Başarılı oyuncu, olaylara iyimser yaklaşıp evde kaldığı dönemi keyifli geçirmeye gayret ettiğini belirterek, şöyle devam etti:
"Uzmanların koronavirüs konusundaki uyarılarını dikkate almak gerekiyor. Ben de dikkatle bütün uyarıları takip etmeye gayret ediyorum. Tüm vatandaşlarımızın da bu konuda bilinçli oldukları kanısındayım. Elbette çalışmak zorunda olan insanlar var. Onlara da kolaylıklar diliyorum. Verilen talimatlara uyarsak bu hastalığı daha kolay ve hızlı bir şekilde atlatabiliriz. Bize de düşen sorumluluk, her vatandaş gibi kurallara uymak. Her şeyin sonu var bu hayatta. Elbet (bu dönemin de) sonu gelecek. Güzel bir Hadis-i Şerif var, 'Yarın kıyametin kopacağını bilseniz, elinizdeki fidanı dikiniz.' diye. Bu anlamda gayretimizi, inancımızı, iyi hissiyatımızı kaybetmemeliyiz. Yapabileceğimiz güzel şeyler hala var. Evde geçirdiğimiz bu vakti, hem kişisel gelişim hem de tefekkür etme anlamında kullanabiliriz. Kalbimizi ferah tutma anlamında umuda ihtiyacımız var. Umut iyi bir şeydir ve asla ölmez."

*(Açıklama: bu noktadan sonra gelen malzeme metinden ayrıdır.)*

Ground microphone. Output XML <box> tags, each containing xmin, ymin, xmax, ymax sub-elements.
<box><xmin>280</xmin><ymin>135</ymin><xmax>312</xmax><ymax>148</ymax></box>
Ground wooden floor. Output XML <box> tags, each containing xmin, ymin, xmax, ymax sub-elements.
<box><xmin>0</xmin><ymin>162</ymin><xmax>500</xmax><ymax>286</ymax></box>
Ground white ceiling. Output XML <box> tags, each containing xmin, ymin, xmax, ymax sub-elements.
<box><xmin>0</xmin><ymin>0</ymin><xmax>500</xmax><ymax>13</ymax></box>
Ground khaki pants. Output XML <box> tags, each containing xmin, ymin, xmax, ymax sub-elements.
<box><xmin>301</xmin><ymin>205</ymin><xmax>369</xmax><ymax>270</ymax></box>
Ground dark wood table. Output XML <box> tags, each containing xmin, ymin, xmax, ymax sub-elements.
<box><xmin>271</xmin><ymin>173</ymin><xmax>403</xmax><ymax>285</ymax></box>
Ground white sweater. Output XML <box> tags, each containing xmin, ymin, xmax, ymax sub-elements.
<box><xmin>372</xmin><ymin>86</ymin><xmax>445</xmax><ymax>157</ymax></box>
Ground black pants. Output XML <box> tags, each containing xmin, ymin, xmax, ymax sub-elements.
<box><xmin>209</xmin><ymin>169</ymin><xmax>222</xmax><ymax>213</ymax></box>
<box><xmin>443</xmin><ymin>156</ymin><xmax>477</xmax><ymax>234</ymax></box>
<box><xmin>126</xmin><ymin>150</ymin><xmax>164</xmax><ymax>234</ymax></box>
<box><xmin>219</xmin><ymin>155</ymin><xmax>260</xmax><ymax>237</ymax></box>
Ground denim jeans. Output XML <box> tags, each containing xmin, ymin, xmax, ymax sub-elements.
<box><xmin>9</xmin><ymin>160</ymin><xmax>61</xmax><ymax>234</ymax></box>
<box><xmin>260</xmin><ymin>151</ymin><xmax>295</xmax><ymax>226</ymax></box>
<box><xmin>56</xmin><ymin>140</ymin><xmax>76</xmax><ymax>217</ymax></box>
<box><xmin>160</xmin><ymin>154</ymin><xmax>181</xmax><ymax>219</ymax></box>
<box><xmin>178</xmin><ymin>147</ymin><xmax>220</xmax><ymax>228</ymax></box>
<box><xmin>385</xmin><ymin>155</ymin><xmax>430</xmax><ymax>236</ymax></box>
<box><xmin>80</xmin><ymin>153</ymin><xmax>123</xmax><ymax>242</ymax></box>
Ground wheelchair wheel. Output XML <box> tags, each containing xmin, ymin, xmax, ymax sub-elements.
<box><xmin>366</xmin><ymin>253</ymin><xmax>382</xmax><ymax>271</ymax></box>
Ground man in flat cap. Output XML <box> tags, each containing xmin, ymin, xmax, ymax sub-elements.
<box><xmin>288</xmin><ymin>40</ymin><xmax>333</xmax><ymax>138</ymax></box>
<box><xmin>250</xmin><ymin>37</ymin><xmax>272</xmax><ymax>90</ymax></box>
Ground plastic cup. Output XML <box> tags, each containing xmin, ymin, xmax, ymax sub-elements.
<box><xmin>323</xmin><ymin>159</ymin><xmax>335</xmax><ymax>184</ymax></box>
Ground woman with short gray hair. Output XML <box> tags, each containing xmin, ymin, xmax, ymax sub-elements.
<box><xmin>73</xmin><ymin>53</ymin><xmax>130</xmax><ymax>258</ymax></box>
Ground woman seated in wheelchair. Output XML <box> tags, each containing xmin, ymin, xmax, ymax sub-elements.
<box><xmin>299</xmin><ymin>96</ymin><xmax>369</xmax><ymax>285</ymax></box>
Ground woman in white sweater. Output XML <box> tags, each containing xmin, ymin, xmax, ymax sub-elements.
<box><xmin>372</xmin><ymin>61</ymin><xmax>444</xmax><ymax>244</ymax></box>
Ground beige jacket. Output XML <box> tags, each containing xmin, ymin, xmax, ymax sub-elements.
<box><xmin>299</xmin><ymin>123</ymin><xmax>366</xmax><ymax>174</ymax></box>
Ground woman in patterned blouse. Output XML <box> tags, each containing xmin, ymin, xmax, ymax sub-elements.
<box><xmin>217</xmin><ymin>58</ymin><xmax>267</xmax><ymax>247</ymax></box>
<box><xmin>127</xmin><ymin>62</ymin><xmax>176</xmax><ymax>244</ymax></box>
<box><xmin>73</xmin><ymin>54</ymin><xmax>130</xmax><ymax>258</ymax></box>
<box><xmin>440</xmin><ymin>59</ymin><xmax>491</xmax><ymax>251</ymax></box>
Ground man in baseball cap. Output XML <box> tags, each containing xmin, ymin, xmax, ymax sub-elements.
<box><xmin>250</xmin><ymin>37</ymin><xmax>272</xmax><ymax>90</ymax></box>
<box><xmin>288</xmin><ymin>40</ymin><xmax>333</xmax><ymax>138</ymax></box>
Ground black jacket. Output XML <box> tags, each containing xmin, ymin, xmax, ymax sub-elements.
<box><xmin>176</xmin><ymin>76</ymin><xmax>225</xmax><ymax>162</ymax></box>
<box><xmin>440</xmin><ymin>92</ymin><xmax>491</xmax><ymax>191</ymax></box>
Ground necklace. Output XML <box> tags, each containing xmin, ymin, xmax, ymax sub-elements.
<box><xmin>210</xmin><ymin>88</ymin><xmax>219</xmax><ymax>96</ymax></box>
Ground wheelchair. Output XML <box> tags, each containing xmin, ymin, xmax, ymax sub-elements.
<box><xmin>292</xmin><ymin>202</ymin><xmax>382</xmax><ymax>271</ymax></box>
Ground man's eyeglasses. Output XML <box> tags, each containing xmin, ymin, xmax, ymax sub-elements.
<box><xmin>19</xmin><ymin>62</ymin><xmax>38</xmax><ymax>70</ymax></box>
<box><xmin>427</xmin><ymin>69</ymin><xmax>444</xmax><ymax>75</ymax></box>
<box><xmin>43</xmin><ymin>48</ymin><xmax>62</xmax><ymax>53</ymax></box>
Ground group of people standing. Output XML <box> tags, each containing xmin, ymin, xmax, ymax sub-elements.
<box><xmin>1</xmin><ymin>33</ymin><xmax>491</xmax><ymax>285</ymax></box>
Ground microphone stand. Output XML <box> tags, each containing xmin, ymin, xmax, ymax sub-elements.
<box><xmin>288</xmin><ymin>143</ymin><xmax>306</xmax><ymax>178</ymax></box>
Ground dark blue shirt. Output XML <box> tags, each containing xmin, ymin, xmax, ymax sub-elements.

"İnsanlara söyleyeceğim sözleri, hikayeleri şarkılarımla ulaştırmayı çok istiyorum"Lise döneminden bu yana tutkulu olduğu müzik çalışmalarını son dönemde artıran Ali Buhara Mete, "Müzik, her zaman hayatımın bir parçasıydı. 15 yaşında Gipsy Kings dinlerken ilk defa büyük bir ilham geldi ve bir anda 'Bu müzik aletini benim de çalmam gerek.' dedim. İlk o şekilde gitar çalmaya başladım. Sonra beste yapan çok güzel arkadaşlarım vardı lisede. Onlara özendim. Derken kendimizi tanımaya başlayınca 25 yaşında şarkı yapmaya başladım." diye konuştu.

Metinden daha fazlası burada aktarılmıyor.